The ricotta gnocchi at Giulia is hand-formed and cooked fresh each day. They're remarkably light — more cloud-like than traditional potato gnocchi — and coat gently in brown butter sauce. The subtlety lets the pure, sweet ricotta shine. This is a model of simplicity and technique.
Tips from diners
This is an excellent starting point if you're unfamiliar with Giulia's style. The restraint and technique are on full display without any complexity to distract from the pasta's quality.
This is one of Giulia's most praised dishes. The wild boar braises for hours until very tender, infused with juniper for earthiness and complexity. The black trumpet mushrooms add forest floor notes. Each strand of fresh pappardelle is hand-rolled and coats evenly with the rich sauce without being heavy. Reviewers consistently describe it as satisfying — the layers of flavor work together seamlessly.
Tips from diners
This is the signature pasta — if you can only order one, make it this one. It's available almost every night and represents Pagliarini's technique at its best.

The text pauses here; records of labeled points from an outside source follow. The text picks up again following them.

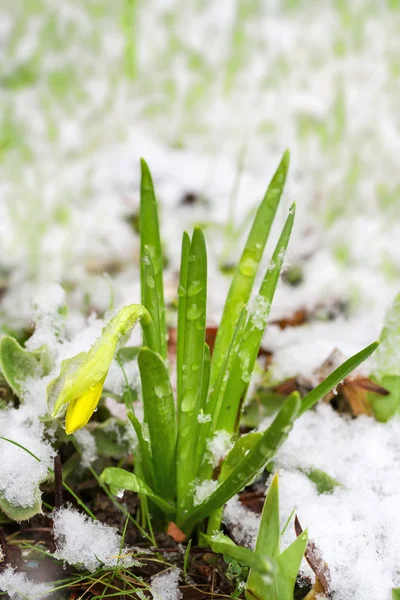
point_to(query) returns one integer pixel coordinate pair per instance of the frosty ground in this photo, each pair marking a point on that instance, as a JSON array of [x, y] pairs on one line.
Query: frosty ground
[[212, 125]]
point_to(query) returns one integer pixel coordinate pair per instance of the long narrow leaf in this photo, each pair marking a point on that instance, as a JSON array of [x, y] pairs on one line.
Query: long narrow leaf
[[150, 300], [246, 271], [251, 338], [182, 312], [252, 464], [222, 544], [123, 480], [150, 241], [336, 377], [159, 411], [267, 541], [204, 423], [289, 563], [143, 463], [192, 366]]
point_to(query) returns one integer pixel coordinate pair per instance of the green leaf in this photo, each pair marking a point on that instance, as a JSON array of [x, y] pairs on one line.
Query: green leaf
[[183, 274], [159, 412], [250, 466], [222, 544], [247, 268], [192, 366], [267, 541], [288, 567], [18, 364], [21, 513], [336, 377], [203, 426], [386, 368], [150, 300], [82, 372], [143, 463], [216, 395], [325, 484], [246, 356], [281, 585], [150, 245], [385, 407], [123, 480], [109, 437], [128, 353]]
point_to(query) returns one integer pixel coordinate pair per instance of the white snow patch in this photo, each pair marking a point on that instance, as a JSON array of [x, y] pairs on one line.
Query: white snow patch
[[203, 417], [219, 446], [86, 543], [243, 523], [203, 490], [20, 473], [19, 587], [356, 527]]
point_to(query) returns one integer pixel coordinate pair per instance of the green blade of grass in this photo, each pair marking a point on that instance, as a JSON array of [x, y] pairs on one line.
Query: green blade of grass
[[182, 313], [150, 300], [235, 456], [268, 541], [252, 464], [203, 426], [246, 270], [143, 463], [159, 411], [222, 544], [289, 563], [269, 532], [336, 377], [216, 396], [245, 358], [192, 366], [150, 241], [123, 480]]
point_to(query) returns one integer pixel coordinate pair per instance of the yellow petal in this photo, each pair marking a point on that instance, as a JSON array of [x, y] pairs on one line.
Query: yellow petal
[[81, 409]]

This is a traditional Emilia-Romagna pastry that Pagliarini treats with the same care as his pasta. The filling is balanced between the earthiness of chard and the creaminess of ricotta. The pastry is paper-thin and crisp. It's a smaller plate that represents Giulia's philosophy — technique applied to simple, quality ingredients.
Tips from diners
Order this as an appetizer to start your meal. The flavors are gentle and prepare your palate for the richer pastas to come.

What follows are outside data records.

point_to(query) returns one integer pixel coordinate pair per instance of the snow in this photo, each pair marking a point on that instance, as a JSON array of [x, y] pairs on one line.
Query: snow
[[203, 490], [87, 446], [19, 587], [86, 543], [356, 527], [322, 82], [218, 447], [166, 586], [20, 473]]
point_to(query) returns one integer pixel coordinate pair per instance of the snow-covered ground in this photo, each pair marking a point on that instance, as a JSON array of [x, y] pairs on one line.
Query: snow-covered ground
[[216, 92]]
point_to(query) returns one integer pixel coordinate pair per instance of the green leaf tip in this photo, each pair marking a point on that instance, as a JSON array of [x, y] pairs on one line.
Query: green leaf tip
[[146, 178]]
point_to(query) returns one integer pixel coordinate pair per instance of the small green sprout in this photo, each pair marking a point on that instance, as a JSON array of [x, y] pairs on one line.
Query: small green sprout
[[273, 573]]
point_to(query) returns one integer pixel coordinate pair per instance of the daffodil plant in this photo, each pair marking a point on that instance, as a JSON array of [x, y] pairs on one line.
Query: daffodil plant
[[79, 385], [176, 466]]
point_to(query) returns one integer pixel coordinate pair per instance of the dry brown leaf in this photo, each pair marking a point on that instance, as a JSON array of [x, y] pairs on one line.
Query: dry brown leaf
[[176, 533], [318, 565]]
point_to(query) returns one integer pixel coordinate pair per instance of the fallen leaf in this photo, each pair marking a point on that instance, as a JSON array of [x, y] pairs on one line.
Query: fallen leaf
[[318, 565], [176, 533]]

This Roman classic showcases Giulia's commitment to technique. The pancetta is cured in-house and adds layers of salt and smoke. The tomato sauce is balanced — bright acid from tomato against the richness of the pork fat. Pecorino adds a sharp finish. The bucatini holds sauce in its hollow center, delivering flavor with each bite.
Tips from diners
This is often available as a nightly special. Ask your server about the evening's special preparations — Giulia regularly rotates pasta shapes and sauces based on ingredient availability.
The chitarra (guitar) tool creates thin, square pasta strands that capture sauce beautifully. The squid ink adds briny, mineral notes that complement the fresh clams. White wine and garlic keep the sauce light so the pasta's texture and the seafood's sweetness come through clearly.
Tips from diners
This dish is lighter than the wild boar pappardelle and pairs well with white wine — a good choice if you're dining out on a work night.
Opened in 2013, Giulia was Michael Pagliarini's first restaurant and became an immediate sensation. The kitchen sits behind a custom-built pasta table where you watch pasta being rolled and shaped by hand throughout service. Every pasta is made fresh each day — ricotta gnocchi, squid ink chitarra, pappardelle with wild boar — using techniques Pagliarini learned in Italy. Reservations book out weeks in advance.
Book your reservation 4-6 weeks in advance on OpenTable. The dining room fills up almost entirely every night. Weeknight reservations are slightly easier to secure than weekends.
If you can't get a reservation, try arriving at 5:30 p.m. on a weeknight and putting your name on the walk-in list. You may wait 45-90 minutes, but there's a genuine chance at a table for 1-2 people.
The bar has 6-8 seats and no reservations — if you arrive before 6 p.m., you often can sit and eat dinner at the bar with a view of the pasta table. This is a fantastic alternative to a reservation.
Arrive hungry and plan 2.5-3 hours for dinner. The pacing is leisurely and part of the experience. The kitchen works at its own rhythm, not rushed.